Loss Mitigation Insurance transfers an unknown or unwanted exposure from one company to an insurance company for a price. LMI caps what would otherwise be an unknown amount and is particularly effective if the company with the liability is in the process of merging or being acquired.
Employers of all sizes can benefit from a LMI policy. The coverage helps risk managers dispose of costly litigation that could damage the bottom-line and impair their ability to complete a refinancing arrangement. Before LMI, when an uncertainty in a merger or acquisition came up, both sides walked away until the lawsuit or financial impediment was resolved.
One solution used in such cases required the seller to deposit funds into an escrow account to cover the estimated losses from the claim or lawsuit. This tied up capital and there was no guarantee that the amount deposited would be enough to cover the final settlement. With a LMI policy, these problems can be resolved and the transaction put on track again.
LMI Takes Many Forms
There are several ways in which LMI programs can be structured. LMI can be underwritten to apply either in conjunction with, or independent of other insurance in force, such as Directors and Officers liability or general liability. For example, a deal to merge ABC Company with XYZ was delayed because of XYZ's concern over the catastrophic exposure for a potentially adverse judgment against ABC. ABC arranged for a LMI policy to be written which responds if the loss exceeds the limits of ABC's existing liability insurance. LMI relieved ABC of a potentially damaging award and the merger proceeded.

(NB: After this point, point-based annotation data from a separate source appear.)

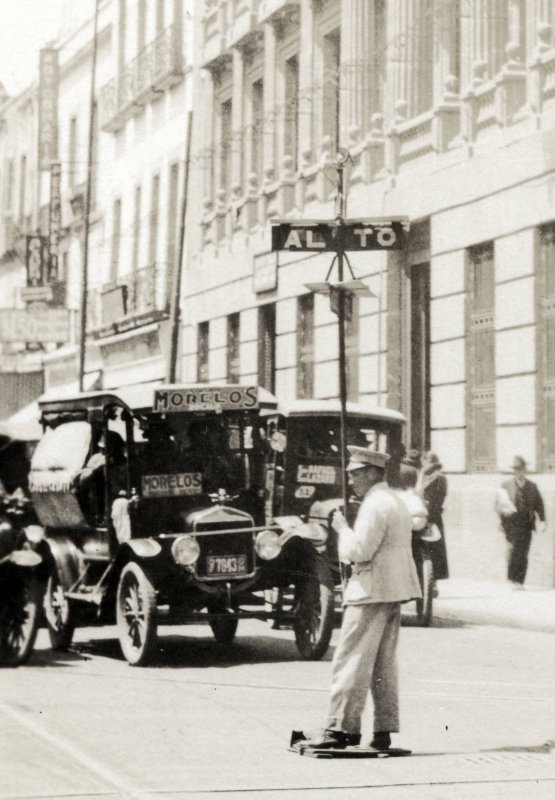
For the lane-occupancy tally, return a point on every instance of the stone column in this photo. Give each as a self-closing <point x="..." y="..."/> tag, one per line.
<point x="237" y="123"/>
<point x="446" y="77"/>
<point x="306" y="79"/>
<point x="269" y="132"/>
<point x="355" y="68"/>
<point x="401" y="39"/>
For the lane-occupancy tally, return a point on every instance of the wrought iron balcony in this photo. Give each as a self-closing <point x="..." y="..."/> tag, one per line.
<point x="155" y="68"/>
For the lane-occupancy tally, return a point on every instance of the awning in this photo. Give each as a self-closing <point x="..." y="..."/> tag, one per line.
<point x="24" y="425"/>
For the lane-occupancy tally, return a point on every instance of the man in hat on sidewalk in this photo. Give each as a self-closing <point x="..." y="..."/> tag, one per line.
<point x="383" y="576"/>
<point x="518" y="520"/>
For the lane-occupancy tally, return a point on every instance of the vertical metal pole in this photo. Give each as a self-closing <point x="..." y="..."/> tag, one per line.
<point x="341" y="323"/>
<point x="178" y="266"/>
<point x="85" y="272"/>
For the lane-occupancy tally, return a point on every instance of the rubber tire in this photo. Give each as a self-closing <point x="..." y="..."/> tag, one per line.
<point x="424" y="606"/>
<point x="317" y="599"/>
<point x="224" y="630"/>
<point x="29" y="617"/>
<point x="136" y="608"/>
<point x="58" y="614"/>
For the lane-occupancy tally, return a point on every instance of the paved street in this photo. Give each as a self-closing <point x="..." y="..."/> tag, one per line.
<point x="209" y="721"/>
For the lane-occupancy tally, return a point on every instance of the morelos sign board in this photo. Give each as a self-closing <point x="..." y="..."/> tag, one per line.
<point x="365" y="234"/>
<point x="206" y="398"/>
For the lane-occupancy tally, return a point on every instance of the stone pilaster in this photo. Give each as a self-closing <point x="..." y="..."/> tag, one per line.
<point x="237" y="121"/>
<point x="306" y="80"/>
<point x="269" y="132"/>
<point x="355" y="71"/>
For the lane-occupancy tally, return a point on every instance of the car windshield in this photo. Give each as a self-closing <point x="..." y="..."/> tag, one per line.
<point x="204" y="454"/>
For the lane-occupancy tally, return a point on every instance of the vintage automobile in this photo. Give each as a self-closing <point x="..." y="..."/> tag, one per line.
<point x="22" y="578"/>
<point x="307" y="481"/>
<point x="155" y="510"/>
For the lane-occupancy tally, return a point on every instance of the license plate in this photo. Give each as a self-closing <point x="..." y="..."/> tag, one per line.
<point x="227" y="565"/>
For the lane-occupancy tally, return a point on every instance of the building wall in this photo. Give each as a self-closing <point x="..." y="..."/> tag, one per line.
<point x="445" y="129"/>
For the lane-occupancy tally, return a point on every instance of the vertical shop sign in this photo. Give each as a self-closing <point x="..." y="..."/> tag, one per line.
<point x="35" y="260"/>
<point x="48" y="107"/>
<point x="55" y="222"/>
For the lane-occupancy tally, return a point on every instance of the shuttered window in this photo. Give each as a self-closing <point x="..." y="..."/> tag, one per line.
<point x="481" y="446"/>
<point x="546" y="341"/>
<point x="305" y="346"/>
<point x="233" y="363"/>
<point x="267" y="346"/>
<point x="202" y="352"/>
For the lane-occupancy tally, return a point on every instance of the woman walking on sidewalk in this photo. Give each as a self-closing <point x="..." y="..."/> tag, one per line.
<point x="434" y="489"/>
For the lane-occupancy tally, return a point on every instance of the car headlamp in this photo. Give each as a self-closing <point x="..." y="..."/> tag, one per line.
<point x="186" y="550"/>
<point x="267" y="545"/>
<point x="34" y="533"/>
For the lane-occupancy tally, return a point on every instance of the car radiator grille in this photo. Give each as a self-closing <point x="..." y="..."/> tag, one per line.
<point x="225" y="556"/>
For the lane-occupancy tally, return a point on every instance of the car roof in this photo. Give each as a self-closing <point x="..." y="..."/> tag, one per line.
<point x="137" y="398"/>
<point x="305" y="408"/>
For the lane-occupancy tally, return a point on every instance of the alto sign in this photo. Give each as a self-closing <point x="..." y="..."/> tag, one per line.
<point x="364" y="234"/>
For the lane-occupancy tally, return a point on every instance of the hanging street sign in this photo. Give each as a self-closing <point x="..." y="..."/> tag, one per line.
<point x="379" y="233"/>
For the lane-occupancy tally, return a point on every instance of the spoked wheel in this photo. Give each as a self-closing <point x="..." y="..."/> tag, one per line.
<point x="224" y="629"/>
<point x="19" y="620"/>
<point x="58" y="615"/>
<point x="313" y="624"/>
<point x="136" y="616"/>
<point x="425" y="570"/>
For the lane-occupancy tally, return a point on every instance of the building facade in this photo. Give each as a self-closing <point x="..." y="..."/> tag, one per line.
<point x="136" y="145"/>
<point x="446" y="110"/>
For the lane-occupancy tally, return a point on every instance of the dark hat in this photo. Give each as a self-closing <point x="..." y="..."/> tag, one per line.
<point x="364" y="457"/>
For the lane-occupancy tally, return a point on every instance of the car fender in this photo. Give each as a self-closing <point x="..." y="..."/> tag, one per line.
<point x="63" y="556"/>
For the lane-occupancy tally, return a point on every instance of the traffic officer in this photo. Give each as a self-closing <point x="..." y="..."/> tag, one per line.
<point x="383" y="576"/>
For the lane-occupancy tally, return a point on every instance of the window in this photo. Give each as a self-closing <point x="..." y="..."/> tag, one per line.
<point x="546" y="350"/>
<point x="291" y="145"/>
<point x="202" y="352"/>
<point x="153" y="220"/>
<point x="257" y="133"/>
<point x="225" y="145"/>
<point x="305" y="346"/>
<point x="116" y="240"/>
<point x="330" y="116"/>
<point x="136" y="229"/>
<point x="481" y="358"/>
<point x="233" y="344"/>
<point x="22" y="188"/>
<point x="420" y="355"/>
<point x="159" y="16"/>
<point x="267" y="346"/>
<point x="72" y="153"/>
<point x="171" y="243"/>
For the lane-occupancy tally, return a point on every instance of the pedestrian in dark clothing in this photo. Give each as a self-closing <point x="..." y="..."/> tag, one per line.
<point x="518" y="511"/>
<point x="433" y="485"/>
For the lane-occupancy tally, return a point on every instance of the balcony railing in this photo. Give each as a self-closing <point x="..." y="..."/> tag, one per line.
<point x="143" y="293"/>
<point x="155" y="68"/>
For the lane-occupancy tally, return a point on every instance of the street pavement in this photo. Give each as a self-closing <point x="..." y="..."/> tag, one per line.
<point x="495" y="603"/>
<point x="477" y="703"/>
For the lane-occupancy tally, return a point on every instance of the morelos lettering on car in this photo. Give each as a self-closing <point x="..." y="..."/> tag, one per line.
<point x="316" y="473"/>
<point x="175" y="485"/>
<point x="206" y="398"/>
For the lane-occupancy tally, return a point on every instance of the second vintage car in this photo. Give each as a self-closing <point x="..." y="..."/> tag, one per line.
<point x="154" y="503"/>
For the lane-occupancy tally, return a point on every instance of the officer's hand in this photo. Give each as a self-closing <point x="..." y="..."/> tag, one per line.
<point x="338" y="521"/>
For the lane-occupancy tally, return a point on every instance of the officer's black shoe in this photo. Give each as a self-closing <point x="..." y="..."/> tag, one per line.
<point x="336" y="740"/>
<point x="381" y="740"/>
<point x="324" y="739"/>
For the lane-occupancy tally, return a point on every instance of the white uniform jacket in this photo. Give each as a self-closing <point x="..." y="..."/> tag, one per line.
<point x="379" y="548"/>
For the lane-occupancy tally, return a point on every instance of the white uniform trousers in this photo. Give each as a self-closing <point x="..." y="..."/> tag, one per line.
<point x="366" y="660"/>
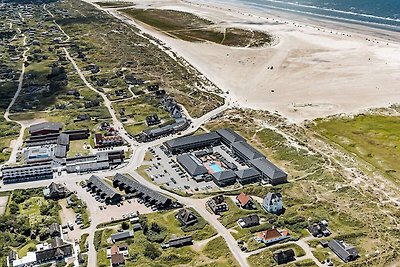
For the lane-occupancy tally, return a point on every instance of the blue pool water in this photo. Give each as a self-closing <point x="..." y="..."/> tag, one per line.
<point x="215" y="167"/>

Another example of how a LMI policy helped solve a legal problem within a rigid time limit involved a consumer products company that was in the final stages of buying a company in an Eastern European country. The target company had been involved in litigation with a former employee regarding a patent and though most of the complaint had been dismissed, and a damage analysis of the remaining counts showed potential damages to be minimal, the purchasing company was reluctant to move forward. Further, the acquiring company's option to purchase the Eastern European company was to expire in less than three months.
Although the investor wanted to exercise its option to purchase the company within the time limit, the patent litigation would not be resolved before that date. Also, the investing company was unfamiliar with the legal system in the target company's country, which caused further concern. The solution: a LMI program was purchased by the target company that would cover excess losses from future settlements of the patent claim and the acquisition was completed before the time limit expired.
The size of the premium for a LMI policy depends on a combination of the risk analysis by the underwriter and the policy's structure. Most LMI contracts are structured so the policy's limits are never reached. If the policy is not breached, there is no claim. Because the risks covered by LMI policies usually have lengthy tails, it takes a long time for them to be settled, which permits insurers to realize investment gains from collected premiums.
Although LMI has only been written for a little more than five years, premium volume has skyrocketed from zero to more than $500 million annually in this time. Insurers are writing more of this coverage because underwriters have become more experienced in determining the extent of the exposure as well as drafting and pricing the appropriate policies.
An insurer's willingness to underwrite LMI depends on the state of the insurance market and the availability of reinsurance. If the insurance market hardens, insurers have less access to the capital to support their underwriting efforts. In a soft market, insurers seek out opportunities to expand premium volume and are more willing to write LMI.